I read with interest about the current page rankings battle comparison between Facebook and Friendster with a slight dissatisfaction about the facts quoted here or "Facebook has superceded Friendster in Malaysia ". Trackback: http://tinyurl.com/craj4t.
What most people tend to forget is..

a) Minority of users on Friendster demographic profile is the elitist or the educated urban yuppies. The actual bulk of the users are from all over Malaysia which are your low-middle income young generation across rural areas and outer cities. Hence Malay is their preferred choice, even in Indonesia. The more affluent demographics were smart enough to move over to Facebook a long time ago as early adopters, but we still represent a minority, even in Internet user base over the whole population.

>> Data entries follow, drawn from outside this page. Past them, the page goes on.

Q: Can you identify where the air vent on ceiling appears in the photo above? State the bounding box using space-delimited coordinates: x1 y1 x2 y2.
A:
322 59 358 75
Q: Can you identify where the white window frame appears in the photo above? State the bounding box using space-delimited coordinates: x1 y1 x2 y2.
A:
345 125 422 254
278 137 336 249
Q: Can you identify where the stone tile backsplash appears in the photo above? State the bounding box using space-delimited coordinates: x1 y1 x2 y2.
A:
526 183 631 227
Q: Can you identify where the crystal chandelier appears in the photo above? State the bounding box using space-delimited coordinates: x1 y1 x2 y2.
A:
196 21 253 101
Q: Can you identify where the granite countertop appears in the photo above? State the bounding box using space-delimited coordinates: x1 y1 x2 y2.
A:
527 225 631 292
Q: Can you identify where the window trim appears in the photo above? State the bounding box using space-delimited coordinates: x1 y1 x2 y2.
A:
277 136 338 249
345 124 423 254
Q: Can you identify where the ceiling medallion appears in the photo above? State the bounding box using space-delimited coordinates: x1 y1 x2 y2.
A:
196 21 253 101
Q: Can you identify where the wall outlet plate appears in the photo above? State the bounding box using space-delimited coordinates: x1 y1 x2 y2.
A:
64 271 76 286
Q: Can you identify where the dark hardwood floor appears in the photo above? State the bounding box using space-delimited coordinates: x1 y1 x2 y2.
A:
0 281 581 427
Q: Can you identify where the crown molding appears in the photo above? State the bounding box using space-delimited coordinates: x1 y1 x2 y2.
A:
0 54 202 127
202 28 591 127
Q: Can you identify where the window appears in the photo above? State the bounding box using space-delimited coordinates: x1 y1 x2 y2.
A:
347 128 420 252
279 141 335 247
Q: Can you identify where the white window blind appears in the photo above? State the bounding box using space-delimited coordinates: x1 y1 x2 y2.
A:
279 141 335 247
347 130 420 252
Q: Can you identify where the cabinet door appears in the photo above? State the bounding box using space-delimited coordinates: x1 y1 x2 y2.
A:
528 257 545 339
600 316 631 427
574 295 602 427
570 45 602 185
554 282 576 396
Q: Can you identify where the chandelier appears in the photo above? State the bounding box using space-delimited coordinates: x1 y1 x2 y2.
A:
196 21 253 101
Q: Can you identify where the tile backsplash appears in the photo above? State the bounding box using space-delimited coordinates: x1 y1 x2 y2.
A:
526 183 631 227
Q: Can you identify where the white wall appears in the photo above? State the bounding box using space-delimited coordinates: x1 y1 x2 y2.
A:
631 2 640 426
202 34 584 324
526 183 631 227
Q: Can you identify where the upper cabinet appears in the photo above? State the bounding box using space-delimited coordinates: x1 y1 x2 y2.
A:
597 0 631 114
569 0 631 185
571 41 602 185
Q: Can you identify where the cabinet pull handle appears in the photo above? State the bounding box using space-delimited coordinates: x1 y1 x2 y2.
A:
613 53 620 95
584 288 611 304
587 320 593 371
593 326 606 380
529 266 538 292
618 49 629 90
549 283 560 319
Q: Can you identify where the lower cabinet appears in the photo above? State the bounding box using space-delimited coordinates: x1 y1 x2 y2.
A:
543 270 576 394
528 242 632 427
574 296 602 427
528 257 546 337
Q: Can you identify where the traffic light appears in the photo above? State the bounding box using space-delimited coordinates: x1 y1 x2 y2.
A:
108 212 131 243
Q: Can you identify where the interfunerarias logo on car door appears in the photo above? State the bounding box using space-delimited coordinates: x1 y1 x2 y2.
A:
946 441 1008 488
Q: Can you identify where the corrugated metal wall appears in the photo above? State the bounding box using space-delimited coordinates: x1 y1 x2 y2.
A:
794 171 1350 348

b) Frienster's page structure (or lack of it) is designed to generate multiple impressions to maximise advertisement revenues. Just look at the message page navigation and flow. Count how many impressions it takes to read from message to message if you have more than 11 messages. This in a way generates the page views they claim contributes to their ranking.

c) The assumption based on increased iPhone users is completely irrelevant, delusional and misleading. The number of iPhone users in Malaysia and Singapore is extremely low. iPhone and Blackberry only has a 4% & 11% market share respectively globally. A marketing gimmick than fact. A highly insignificant proportion to Symbian's domination of over 60% worldwide via Nokia, Sony Ericsson and other devices. The upcoming Symbian Series60 version 5 release, as well as Google's Android platform along with new cheap accompanying phones will quash all hype that iPhone brags even with their Apple Cocoa based platform version 3 release soon.

What would have been more accurate to say is the insurgence of Web Enabled phones into the market capable of accessing social networking services in an always-on web runtime environment would lead to a competitive battle for screen space and users for multiple applications.

This battle would be won by Facebook as their user demographics would be able to afford data services over the more sophisticated mobile smart phones. The majority of the population in the Asian region will still depend on the web to access either Facebook or Friendster base on their social friendship demographics. In most cases, they will have and maintain both accounts.

Friendsters attempt to stage a comeback will only work by adopting a more user friendly approach to cater to low bandwidth internet speed users in this region with better page layout and functionality. A more in depth market research in terms of language preference and option to remain in English is a must. They would also benefit via existing collaborations through other Open Social partners and application developers to recapture their glory days.